With that problem solved, the button almost works... Except there's a catch: If the user enters notes and -immediately- clicks the Reject button, then the formulas don't get refreshed before [Reject]'s current <a> link gets followed. This means the API calls don't have the latest [Current Notes] value. I've tried Form Rules for updating field values, but that didn't seem to help. Any other user action, like pressing tab, enter, clicking somewhere on the form, or even holding down left click for a second or two, causes the formulas to refresh and the button works A-OK.

Has anyone else encountered this behavior and/or know of a way to force formulas to be refreshed? 

2 Replies

  • The challenges that QuickBase behave similar to Excel. In both cases, the software doesn't see the change in the cell or the field until you tab out of it.  

    One workaround would be to create a checkbox field, which when checked, would show your reject button.  That would force the user to tab out of the field. Then you could have a form rule to uncheck the checkbox when the record was saved.

  • DonLarson's avatar
    DonLarson
    Qrew Commander

    The way to solve this is to track every change in the Expense Report Status.   Here is an architecture that will do what you want.

    By having the Expense Status Change Table in between the Expense Report and the Expense Report Status, you can enter your notes about the Status Change there.   Separately you may have some sort of Report Note in the Expense Report Table that the employee can enter.

    The secret here is the second relationship between the Expense Report and Expense Report Status Change. 

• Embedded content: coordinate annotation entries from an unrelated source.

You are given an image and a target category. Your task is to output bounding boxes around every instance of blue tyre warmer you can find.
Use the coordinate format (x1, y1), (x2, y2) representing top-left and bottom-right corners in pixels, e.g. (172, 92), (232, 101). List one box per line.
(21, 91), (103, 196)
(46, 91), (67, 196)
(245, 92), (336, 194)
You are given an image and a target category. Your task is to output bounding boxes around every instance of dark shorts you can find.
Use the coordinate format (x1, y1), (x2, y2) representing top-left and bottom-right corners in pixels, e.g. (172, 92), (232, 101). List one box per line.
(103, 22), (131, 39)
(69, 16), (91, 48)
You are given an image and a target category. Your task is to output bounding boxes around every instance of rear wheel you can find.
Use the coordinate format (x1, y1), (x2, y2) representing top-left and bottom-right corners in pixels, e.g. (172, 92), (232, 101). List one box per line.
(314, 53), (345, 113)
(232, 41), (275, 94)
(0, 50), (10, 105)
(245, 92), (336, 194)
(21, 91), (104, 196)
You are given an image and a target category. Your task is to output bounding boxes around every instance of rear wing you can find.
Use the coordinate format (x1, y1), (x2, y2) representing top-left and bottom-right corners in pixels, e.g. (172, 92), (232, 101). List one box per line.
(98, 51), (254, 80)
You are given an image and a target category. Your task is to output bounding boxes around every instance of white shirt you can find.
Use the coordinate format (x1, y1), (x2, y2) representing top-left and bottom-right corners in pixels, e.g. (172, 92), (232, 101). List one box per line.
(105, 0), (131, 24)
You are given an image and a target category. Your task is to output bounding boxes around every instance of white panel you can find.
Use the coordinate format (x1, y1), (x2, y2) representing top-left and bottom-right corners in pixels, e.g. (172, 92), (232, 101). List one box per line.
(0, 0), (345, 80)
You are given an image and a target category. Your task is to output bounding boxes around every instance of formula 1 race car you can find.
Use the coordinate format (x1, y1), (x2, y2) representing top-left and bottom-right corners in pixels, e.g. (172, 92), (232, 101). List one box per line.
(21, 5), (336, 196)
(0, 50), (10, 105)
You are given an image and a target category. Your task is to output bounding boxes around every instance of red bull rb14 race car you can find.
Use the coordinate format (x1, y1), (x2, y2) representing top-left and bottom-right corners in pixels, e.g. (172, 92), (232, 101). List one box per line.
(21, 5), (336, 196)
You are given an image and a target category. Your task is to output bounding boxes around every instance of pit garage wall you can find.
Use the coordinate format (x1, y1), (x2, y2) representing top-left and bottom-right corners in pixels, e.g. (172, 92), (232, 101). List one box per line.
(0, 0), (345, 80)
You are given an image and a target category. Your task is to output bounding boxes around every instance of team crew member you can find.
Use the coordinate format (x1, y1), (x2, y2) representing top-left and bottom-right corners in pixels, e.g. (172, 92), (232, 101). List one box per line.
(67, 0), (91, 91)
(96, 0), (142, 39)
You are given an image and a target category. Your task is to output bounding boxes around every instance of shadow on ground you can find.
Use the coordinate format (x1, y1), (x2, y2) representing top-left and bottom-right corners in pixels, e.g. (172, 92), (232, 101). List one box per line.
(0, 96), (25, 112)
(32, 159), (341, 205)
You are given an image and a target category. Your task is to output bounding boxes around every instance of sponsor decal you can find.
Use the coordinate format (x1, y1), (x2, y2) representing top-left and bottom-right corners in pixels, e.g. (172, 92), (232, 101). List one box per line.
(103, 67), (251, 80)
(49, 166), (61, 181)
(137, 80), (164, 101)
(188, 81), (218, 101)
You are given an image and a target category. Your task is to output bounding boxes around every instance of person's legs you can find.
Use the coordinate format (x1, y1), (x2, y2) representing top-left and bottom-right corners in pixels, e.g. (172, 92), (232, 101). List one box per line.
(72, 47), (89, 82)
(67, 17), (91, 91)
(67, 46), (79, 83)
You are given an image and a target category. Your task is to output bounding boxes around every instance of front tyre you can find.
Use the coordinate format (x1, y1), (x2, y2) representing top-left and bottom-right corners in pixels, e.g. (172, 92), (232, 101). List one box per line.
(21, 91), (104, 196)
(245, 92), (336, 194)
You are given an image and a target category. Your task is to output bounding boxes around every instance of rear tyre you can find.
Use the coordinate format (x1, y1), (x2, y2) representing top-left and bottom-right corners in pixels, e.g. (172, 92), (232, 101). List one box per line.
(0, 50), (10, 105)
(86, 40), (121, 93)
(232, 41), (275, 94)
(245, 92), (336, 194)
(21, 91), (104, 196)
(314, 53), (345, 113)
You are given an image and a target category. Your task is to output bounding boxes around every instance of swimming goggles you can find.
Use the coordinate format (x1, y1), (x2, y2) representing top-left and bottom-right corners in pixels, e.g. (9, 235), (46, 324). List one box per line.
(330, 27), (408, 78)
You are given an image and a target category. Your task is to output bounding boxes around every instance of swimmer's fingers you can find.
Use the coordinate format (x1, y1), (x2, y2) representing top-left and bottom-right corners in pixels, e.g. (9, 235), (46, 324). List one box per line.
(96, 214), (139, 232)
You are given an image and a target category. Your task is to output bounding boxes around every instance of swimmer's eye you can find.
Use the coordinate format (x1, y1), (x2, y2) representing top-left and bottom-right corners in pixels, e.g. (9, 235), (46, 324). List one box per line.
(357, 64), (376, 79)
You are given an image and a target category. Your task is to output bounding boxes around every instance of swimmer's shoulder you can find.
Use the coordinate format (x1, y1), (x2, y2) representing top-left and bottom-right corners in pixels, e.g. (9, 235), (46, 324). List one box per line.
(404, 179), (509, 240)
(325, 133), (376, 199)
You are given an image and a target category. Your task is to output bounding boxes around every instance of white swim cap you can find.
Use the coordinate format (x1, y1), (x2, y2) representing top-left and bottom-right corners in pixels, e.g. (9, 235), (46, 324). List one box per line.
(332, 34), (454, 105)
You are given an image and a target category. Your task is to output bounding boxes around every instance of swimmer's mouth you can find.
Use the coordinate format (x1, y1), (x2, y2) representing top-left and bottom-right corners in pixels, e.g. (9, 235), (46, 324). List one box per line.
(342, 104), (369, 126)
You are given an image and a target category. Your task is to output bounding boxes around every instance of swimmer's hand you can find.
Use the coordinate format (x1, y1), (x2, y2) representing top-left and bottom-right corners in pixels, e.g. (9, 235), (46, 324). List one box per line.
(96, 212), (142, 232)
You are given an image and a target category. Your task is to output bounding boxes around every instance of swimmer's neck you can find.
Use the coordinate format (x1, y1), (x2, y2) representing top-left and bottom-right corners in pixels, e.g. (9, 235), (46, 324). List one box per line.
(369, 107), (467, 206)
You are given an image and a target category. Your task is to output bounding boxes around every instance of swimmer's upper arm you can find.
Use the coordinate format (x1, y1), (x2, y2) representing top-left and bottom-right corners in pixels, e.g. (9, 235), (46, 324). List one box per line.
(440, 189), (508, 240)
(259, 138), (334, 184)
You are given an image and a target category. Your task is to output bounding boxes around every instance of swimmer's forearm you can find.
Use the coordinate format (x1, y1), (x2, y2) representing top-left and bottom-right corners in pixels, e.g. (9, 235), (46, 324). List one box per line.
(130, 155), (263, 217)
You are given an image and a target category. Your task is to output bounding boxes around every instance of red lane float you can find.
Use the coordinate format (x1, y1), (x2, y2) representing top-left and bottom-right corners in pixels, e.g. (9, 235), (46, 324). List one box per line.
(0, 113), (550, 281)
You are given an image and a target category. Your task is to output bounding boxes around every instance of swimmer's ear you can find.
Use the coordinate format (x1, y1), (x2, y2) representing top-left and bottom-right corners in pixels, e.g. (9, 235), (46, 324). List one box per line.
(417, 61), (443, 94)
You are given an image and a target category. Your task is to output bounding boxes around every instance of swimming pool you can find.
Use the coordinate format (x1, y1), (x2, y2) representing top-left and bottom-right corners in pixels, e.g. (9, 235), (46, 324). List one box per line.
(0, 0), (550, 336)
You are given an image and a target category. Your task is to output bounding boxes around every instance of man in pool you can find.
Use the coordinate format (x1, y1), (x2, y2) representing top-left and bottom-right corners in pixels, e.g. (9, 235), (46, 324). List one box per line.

    1. You make a Summary Field in Expense Report for the Maximum Record ID of the child table Expense Report Status Change.
    2. Make the 2nd relationship between Expense Status Change and Expense Report where the Expense Report is the CHILD and the reference field is the field Max RID Expense Report Status Change.
    3. Now the very last status entered becomes a Look Up field back in the Expense Report in that relationship.
    4. When the Reject Status Change is saved, you can fire Pipelines, API calls or any other variety of integrations that you need and the Note of the person who rejected it is available.